Un tempo si chiamavano nutrici, oggi si preferisce il termine milk sharing. Comunque lo si voglia chiamare, l’allattamento del bimbo con il latte di altre mamme sta riprendendo piede ma, sempre più spesso, viene acquistato attraverso il web, dove viene messo in vendita in modo non sicuro. E’ quanto mette in luce un’analisi presentata in occasione del Meeting annuale delle Pediatric Academies Societies(PAS), in corso a Baltimora, negli Stati Uniti.

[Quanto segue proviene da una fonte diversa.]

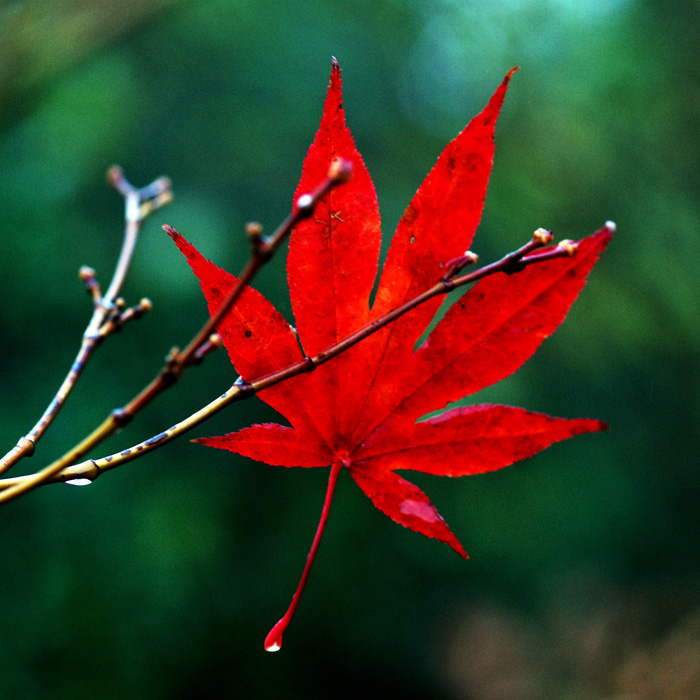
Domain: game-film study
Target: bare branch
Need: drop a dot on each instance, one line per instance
(89, 470)
(108, 313)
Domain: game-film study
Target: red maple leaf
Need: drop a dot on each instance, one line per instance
(362, 410)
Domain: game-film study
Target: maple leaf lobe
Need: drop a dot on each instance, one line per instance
(361, 410)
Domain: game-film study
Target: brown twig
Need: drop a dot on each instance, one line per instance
(262, 250)
(89, 470)
(109, 312)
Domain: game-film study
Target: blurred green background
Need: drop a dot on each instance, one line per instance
(162, 578)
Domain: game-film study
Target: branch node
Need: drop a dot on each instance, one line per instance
(542, 236)
(305, 206)
(569, 246)
(340, 171)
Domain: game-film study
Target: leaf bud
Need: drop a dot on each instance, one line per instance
(571, 247)
(542, 236)
(340, 171)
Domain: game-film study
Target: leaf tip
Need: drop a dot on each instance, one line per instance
(273, 641)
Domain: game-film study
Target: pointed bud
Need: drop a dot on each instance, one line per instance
(571, 247)
(340, 171)
(543, 236)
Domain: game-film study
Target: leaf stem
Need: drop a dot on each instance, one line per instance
(91, 469)
(273, 641)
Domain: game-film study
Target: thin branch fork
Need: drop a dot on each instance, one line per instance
(514, 262)
(262, 250)
(109, 312)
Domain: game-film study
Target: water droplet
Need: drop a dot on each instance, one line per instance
(79, 482)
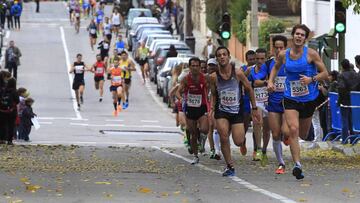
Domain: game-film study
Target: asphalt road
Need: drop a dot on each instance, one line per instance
(115, 161)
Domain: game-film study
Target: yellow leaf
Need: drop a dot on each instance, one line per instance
(102, 183)
(345, 190)
(144, 190)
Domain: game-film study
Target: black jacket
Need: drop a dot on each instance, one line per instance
(347, 81)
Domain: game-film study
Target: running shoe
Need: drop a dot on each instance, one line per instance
(229, 172)
(243, 149)
(286, 140)
(195, 160)
(255, 158)
(297, 172)
(280, 169)
(264, 160)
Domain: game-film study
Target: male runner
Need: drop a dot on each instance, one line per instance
(226, 101)
(99, 69)
(303, 69)
(194, 87)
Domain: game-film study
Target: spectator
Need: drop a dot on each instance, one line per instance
(208, 49)
(348, 81)
(16, 10)
(25, 123)
(9, 15)
(8, 111)
(12, 58)
(172, 51)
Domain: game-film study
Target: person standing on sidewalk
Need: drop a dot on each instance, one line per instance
(12, 58)
(16, 10)
(347, 82)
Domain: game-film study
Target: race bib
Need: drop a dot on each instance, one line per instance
(297, 89)
(106, 46)
(79, 69)
(261, 94)
(117, 79)
(280, 84)
(99, 70)
(194, 100)
(228, 98)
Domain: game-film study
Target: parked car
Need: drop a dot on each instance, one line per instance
(165, 71)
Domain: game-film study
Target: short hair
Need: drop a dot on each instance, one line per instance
(194, 59)
(261, 50)
(357, 59)
(345, 64)
(303, 27)
(248, 53)
(222, 47)
(280, 38)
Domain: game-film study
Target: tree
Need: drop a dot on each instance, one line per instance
(355, 3)
(272, 25)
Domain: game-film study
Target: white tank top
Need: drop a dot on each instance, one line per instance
(116, 19)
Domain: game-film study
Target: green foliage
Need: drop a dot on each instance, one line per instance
(272, 25)
(356, 3)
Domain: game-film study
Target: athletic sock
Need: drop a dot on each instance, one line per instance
(278, 151)
(216, 138)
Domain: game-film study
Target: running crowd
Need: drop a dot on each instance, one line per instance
(215, 99)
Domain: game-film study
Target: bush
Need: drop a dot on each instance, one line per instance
(268, 27)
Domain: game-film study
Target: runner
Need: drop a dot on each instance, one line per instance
(142, 53)
(77, 13)
(86, 8)
(79, 68)
(226, 98)
(107, 29)
(194, 87)
(251, 60)
(120, 44)
(115, 19)
(92, 33)
(99, 19)
(116, 87)
(71, 7)
(99, 68)
(213, 135)
(275, 108)
(127, 66)
(261, 129)
(303, 69)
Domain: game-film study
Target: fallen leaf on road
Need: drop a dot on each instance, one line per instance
(102, 183)
(144, 190)
(345, 190)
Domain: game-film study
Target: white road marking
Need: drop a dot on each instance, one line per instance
(62, 118)
(234, 178)
(149, 121)
(67, 59)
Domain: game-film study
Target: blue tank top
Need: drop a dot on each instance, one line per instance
(293, 68)
(228, 94)
(265, 70)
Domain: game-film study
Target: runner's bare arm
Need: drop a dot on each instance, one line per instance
(181, 89)
(322, 72)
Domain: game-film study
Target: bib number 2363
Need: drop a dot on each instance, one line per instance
(194, 100)
(297, 89)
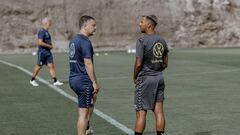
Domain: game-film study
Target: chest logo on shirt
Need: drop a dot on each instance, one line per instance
(158, 50)
(47, 35)
(71, 50)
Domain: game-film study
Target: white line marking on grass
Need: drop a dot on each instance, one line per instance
(96, 111)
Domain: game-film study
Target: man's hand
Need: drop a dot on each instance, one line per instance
(134, 80)
(95, 88)
(50, 47)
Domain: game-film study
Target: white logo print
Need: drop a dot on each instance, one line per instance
(71, 50)
(158, 50)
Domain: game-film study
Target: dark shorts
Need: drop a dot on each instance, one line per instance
(44, 58)
(149, 90)
(84, 90)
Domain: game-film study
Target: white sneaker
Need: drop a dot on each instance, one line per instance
(57, 83)
(89, 131)
(34, 83)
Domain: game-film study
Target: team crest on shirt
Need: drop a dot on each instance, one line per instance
(158, 50)
(71, 50)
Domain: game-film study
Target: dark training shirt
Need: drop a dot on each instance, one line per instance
(151, 49)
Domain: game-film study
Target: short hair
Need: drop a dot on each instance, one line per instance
(45, 20)
(153, 19)
(84, 19)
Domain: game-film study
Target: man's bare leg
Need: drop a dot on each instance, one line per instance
(140, 121)
(159, 117)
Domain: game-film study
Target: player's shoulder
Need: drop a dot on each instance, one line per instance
(141, 39)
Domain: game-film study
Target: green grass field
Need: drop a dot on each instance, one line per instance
(202, 95)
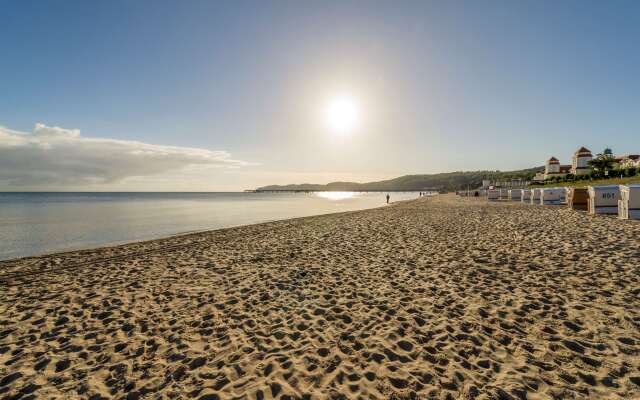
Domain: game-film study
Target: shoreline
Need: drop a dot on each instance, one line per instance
(438, 298)
(117, 244)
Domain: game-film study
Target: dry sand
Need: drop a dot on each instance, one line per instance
(437, 298)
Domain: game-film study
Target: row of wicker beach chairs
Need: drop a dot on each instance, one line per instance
(620, 200)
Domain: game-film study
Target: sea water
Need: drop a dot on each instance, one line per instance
(41, 223)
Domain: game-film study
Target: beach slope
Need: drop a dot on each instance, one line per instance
(439, 298)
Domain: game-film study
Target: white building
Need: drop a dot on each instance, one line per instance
(628, 161)
(580, 161)
(553, 168)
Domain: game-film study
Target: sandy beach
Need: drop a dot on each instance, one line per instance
(439, 298)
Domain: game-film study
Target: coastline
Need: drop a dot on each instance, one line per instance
(428, 298)
(151, 236)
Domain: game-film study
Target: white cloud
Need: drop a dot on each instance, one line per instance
(53, 157)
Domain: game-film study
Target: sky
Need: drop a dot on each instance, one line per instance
(232, 95)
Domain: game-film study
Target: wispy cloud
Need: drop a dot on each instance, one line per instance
(53, 156)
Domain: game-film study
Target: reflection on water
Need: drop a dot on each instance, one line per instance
(37, 223)
(336, 195)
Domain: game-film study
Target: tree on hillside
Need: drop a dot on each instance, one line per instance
(602, 162)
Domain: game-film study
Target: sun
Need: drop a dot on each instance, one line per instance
(343, 114)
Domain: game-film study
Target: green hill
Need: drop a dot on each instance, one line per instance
(448, 181)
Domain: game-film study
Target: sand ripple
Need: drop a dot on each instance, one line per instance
(438, 299)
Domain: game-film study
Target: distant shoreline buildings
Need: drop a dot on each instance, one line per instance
(580, 165)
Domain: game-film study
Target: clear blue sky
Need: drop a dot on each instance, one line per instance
(440, 85)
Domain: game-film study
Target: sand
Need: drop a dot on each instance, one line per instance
(440, 298)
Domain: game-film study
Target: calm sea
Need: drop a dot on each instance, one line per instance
(40, 223)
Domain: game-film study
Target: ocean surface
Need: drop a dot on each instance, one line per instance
(41, 223)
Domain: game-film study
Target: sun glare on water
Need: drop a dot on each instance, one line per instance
(343, 115)
(335, 195)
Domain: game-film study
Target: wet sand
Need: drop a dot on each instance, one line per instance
(441, 298)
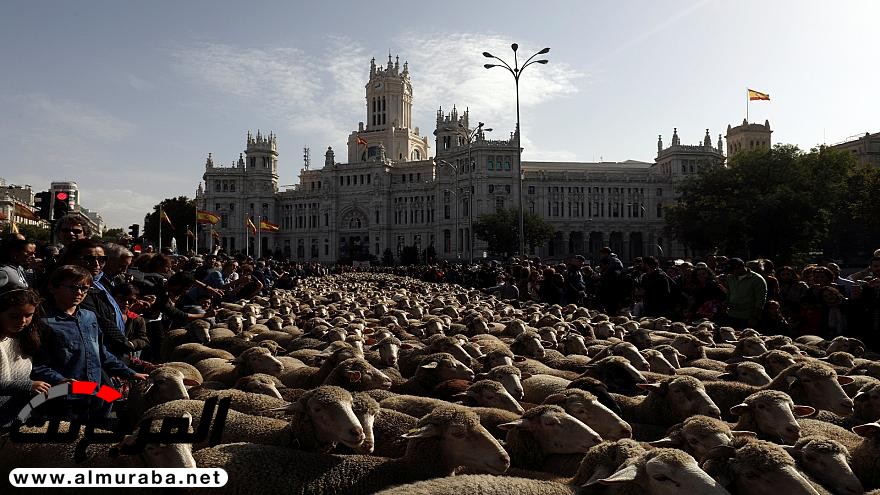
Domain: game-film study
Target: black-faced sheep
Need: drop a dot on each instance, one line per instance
(443, 440)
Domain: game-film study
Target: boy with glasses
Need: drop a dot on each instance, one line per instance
(72, 346)
(89, 254)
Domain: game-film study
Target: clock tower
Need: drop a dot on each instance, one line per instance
(389, 98)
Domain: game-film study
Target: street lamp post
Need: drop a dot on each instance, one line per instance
(470, 135)
(516, 71)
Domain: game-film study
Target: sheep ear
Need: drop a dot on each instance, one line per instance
(791, 449)
(519, 423)
(744, 434)
(740, 409)
(803, 410)
(665, 442)
(624, 475)
(651, 387)
(598, 474)
(427, 431)
(867, 430)
(148, 384)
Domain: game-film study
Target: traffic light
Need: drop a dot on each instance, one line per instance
(62, 204)
(43, 200)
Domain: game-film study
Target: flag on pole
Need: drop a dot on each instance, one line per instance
(757, 95)
(204, 216)
(268, 227)
(164, 217)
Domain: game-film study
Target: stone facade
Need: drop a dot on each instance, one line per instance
(866, 148)
(391, 194)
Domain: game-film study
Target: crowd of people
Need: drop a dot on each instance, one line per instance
(86, 310)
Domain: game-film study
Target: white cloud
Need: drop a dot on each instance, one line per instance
(448, 69)
(139, 84)
(76, 120)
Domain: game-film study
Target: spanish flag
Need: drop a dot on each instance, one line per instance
(164, 217)
(757, 95)
(204, 216)
(25, 212)
(268, 227)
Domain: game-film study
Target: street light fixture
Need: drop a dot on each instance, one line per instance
(516, 71)
(470, 135)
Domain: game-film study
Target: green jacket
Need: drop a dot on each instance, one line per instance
(746, 295)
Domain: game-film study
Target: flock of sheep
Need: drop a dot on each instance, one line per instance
(366, 383)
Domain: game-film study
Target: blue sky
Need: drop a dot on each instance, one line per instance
(128, 98)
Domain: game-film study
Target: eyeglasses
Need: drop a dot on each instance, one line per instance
(92, 259)
(77, 288)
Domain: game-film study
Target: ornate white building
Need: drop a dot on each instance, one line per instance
(390, 193)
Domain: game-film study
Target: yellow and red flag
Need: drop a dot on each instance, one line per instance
(268, 227)
(757, 95)
(204, 216)
(24, 211)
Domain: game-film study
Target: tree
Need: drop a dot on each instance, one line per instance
(182, 213)
(766, 203)
(117, 236)
(500, 230)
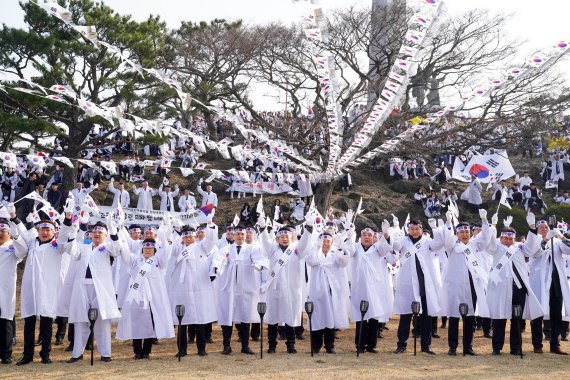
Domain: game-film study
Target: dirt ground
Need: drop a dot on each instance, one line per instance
(344, 364)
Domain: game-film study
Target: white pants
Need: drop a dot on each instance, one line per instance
(101, 329)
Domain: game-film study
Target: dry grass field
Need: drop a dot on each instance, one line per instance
(343, 365)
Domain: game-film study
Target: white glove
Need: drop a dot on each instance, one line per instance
(210, 217)
(530, 219)
(395, 221)
(385, 226)
(10, 208)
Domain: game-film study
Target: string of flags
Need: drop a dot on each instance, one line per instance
(315, 29)
(536, 63)
(419, 25)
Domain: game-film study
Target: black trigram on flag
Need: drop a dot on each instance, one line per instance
(492, 163)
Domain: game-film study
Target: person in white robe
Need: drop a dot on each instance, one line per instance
(120, 195)
(40, 284)
(509, 286)
(189, 277)
(548, 250)
(236, 267)
(144, 194)
(465, 282)
(10, 256)
(146, 312)
(92, 287)
(370, 282)
(329, 292)
(187, 202)
(284, 283)
(167, 197)
(416, 281)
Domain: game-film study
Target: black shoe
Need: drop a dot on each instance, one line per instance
(291, 349)
(24, 361)
(46, 360)
(73, 360)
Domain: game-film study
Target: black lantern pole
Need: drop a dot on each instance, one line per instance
(180, 310)
(415, 311)
(309, 307)
(517, 314)
(92, 315)
(463, 311)
(261, 310)
(363, 310)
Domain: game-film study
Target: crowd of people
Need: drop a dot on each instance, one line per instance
(138, 276)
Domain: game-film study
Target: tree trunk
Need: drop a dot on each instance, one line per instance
(323, 196)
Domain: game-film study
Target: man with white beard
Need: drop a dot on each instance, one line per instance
(328, 290)
(284, 285)
(236, 267)
(508, 286)
(415, 282)
(548, 250)
(370, 282)
(465, 282)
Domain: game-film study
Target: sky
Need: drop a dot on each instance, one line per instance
(540, 23)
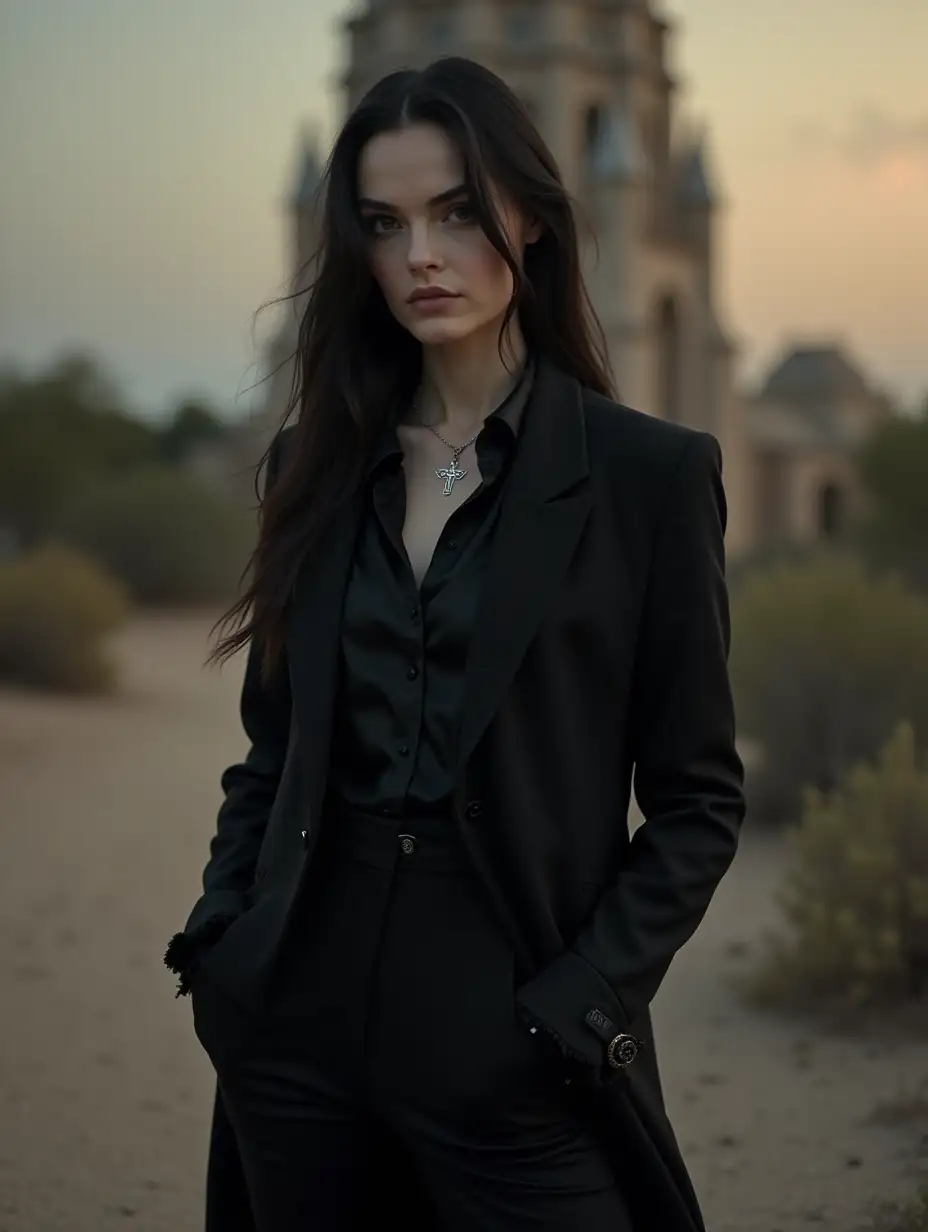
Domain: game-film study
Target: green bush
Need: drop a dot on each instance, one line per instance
(169, 537)
(825, 662)
(855, 893)
(56, 610)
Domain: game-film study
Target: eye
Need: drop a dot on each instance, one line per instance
(380, 224)
(462, 213)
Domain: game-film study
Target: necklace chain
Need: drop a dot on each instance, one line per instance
(457, 450)
(449, 474)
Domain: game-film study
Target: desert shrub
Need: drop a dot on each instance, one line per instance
(168, 536)
(56, 610)
(826, 660)
(855, 892)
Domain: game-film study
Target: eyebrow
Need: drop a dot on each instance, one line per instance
(440, 200)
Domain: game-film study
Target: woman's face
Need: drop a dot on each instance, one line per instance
(424, 238)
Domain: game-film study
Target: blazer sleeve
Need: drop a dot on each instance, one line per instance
(249, 790)
(688, 779)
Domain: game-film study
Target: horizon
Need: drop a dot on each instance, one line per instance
(146, 221)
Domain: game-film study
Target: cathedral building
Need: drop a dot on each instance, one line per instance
(598, 78)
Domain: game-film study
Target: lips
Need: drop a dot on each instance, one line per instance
(430, 293)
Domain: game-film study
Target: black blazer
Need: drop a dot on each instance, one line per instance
(600, 653)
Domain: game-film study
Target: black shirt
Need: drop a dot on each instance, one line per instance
(403, 648)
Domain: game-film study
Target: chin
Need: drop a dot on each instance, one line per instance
(440, 333)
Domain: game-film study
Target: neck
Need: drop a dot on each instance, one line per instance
(464, 382)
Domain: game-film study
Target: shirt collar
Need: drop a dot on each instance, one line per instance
(510, 412)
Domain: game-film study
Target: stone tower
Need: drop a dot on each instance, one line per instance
(595, 77)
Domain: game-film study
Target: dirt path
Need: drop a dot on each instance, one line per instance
(105, 813)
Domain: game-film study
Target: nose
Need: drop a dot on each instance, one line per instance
(423, 250)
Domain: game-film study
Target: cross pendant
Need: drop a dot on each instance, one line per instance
(450, 474)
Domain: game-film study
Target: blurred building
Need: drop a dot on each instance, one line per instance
(597, 77)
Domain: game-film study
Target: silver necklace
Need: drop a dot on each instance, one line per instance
(454, 472)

La figura della nutrice è stata per millenni la forma alternativa più sicura e popolare di nutrizione di lattanti che non potevano essere allattati dalla madre. Le prime tracce risalgono al 2000 a.C e questo ruolo salvavita si è evoluto in una professione, con tanto di leggi e contratti che ne regolavano la pratica, compreso il requisito di visita medica.
Nel 19/mo secolo ha iniziato però a perdere popolarità, a causa dei dubbi per l’effetto sul legame mamma-bambino e il rischio di trasmissione di malattie. Ora, “si sta assistendo però a una rinascita della condivisione del latte”, grazie a donne che ne producono più del necessario e lo vendono online. Queste interazioni però “sono prive dei regolamenti e degli esami medici che una volta le accompagnavano”, mettono in guardia i ricercatori del Cohen’s Children Medical Center di New York. “La condivisione del latte non regolamentata via Internet presenta problemi di sicurezza e va scoraggiata”, precisa Ruth Milanaik, una degli autori. “I medici – prosegue – dovrebbero essere consapevoli del risorgere di questa pratica e incoraggiare la condivisione del latte attraverso apposite banche”.